Is that possible? Another options here is that instead of using tbb in map for elementwise functions we can expose gpu functions. We’re still working on the reverse mode elementwise operations for vectors and matrices but could probably do something like the below in map

template <typename Func, typename... Args>
auto map(Func& func, Args&&... args) {
  #ifdef STAN_OPENCL
  // differ to matrix_cl func/constructors
  return map_impl(func, to_matrix_cl(args)...);
  #else
  return map_impl(func, args...);
  #endif
}

Sounds all cool… I think I found out what slows down my brms program and a map won’t help. I will likely end up with lots of stanvar calls and bypass unfortunately quite a bit of brms facilities. Hopefully that can help to get this pattern into brms at some point.

I would still think a map will be useful (if used with few shared arguments)

Anything in particular? It feels like a map over loops and reduce_sum over the lpdf would probs help brms stuff while being generic’ish enough for a good lot of models

Well, brms has the bad habit of copying all the parameters to vector which correspond in size to the data set you analyse.
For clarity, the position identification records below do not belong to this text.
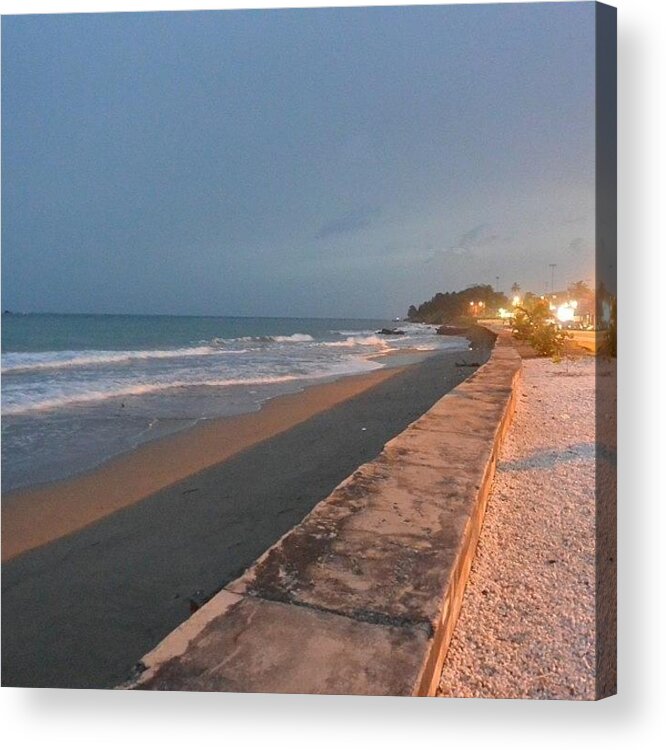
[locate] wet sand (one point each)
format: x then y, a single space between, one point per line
82 609
39 515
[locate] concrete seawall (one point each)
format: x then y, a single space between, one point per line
362 596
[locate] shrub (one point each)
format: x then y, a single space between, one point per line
535 325
610 342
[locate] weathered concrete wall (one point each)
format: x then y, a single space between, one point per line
363 595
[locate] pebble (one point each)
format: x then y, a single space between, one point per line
526 628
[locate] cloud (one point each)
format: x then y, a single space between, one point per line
575 220
471 240
352 221
576 246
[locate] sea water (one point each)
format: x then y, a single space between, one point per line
78 389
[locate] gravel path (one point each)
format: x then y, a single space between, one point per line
526 628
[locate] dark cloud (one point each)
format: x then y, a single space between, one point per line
471 240
479 236
577 245
352 221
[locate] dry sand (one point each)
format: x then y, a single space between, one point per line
527 625
36 516
81 610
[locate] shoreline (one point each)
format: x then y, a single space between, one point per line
36 515
81 610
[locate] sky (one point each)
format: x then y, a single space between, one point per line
326 162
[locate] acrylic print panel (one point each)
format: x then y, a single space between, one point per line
308 351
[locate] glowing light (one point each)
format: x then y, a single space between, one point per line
565 313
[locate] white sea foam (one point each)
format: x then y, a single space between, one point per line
351 341
27 403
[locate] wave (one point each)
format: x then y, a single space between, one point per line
354 333
31 361
140 389
351 341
That is not very efficient if many of these are redundant copies as is the case in my application. Avoiding that should give a decent speedup… I thought… but right now I am a little confused.
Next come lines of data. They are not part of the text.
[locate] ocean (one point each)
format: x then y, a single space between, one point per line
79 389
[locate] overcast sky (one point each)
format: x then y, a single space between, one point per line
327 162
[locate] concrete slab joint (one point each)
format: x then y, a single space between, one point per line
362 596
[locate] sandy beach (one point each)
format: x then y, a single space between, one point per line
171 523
But yeah… for loops should be replaced with map’s, of course.

In this model I don’t think it’s obvious why you’d break it into a map and a reduce. Reduce sum already has a map stage.

I’d divert this as a question to @paul.buerkner, would it be easier to add generic code with parallelism if you could break up sections into just maps and others into reduce_sum? Alt Q is what sort of signature would you be looking for to add parallelism to brms?